He didn’t know about Jax’s and my non-date in New York this summer, and now was probably the worst time to tell him about it.

“You went on a date with Jax?”

“No. Jax stood me up.”

“But you were going to go on a date with him?”

“No. Not a date, because Jax is just a friend, and he knows you’re my boyfriend.”

“But you were going to hang out with him in New York?”

“Yes.” I couldn’t deny it now.

“You were texting me every day, and you never said anything about your mother fixing you up on a date.”

“Because you’d get mad about it, and there was nothing I could do to get out of it.”

“You could’ve told your mother no.”

“Like my mother listens when I say no. Fighting with her accomplishes nothing. Fighting with you would’ve accomplished nothing. And Jax didn’t even show up, so it never mattered anyway.”

Chris pushed away from the table.

“I’m sorry I didn’t tell you. But I’m telling you about seeing Jax at Christmas.”

“I don’t know why. You’re going to do whatever you want. You don’t care what I think.” He stood and walked toward the doors.

“Chris?” Was he leaving me in the ice cream parlor?

A blast of cool air, and Chris was gone.

Yep, he’d left me.

I sat, stunned. I’d known Chris wouldn’t like me going over to Jax’s, but I hadn’t expected this kind of fight. And I definitely never expected him to abandon me.

I pulled out my phone and opened email. Derrick didn’t have a phone and couldn’t text, but he was probably on his computer and would get an email.


I told Chris about going to Jax’s, and he left me. I hit send and waited.

A few second later, a reply arrived. Left you where?

Me: In Bekah Rose’s.

Derrick: You knew he’d be angry.

Me: Not this angry. He says Jax likes me and inviting me to his house is like asking me on date. Is Chris right?

Derrick: About Jax liking you? Yes. About Jax’s reasons for inviting you over? I don’t know. Maybe. Maybe not.

Me: But if Jax likes me, why didn’t he show this summer when my mother fixed us up on a date?

Derrick: Did you say that to Chris?

Me: Yes. I know—stupid.

Derrick: Very stupid. You’ve known Chris a long time. Did you really think he wouldn’t get mad about that? 

Me: Of course I knew he’d get mad. That’s why I hadn’t told him before. And I didn’t mean to tell him now. But back to my question. If Jax likes me and wouldn’t care about the fact that I have a boyfriend, why didn’t he show up for that date?

Derrick: Maybe he respects you having a boyfriend. Or maybe he didn’t show up because he was avoiding you over the summer.

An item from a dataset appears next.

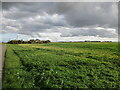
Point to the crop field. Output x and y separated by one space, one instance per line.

Yeah, the avoidance thing. Jax hadn’t spoken to me most of the summer.

Me: What do I do? Should I not see Jax? What if he really does just want to talk and it has nothing to do with whether or not he likes me?

Derrick: Again, why are you asking me for relationship advice? But since that won’t stop you, do you really want to let Chris control your friendships? Does that sound like a good relationship to you?

Controlling my friendships? So you think I should break up with him? Chris doesn’t control my friendships, does he?

Derrick: He sounds controlling of this one. But since he doesn’t have a problem with the other guys you’re friends with, you probably don’t need to worry.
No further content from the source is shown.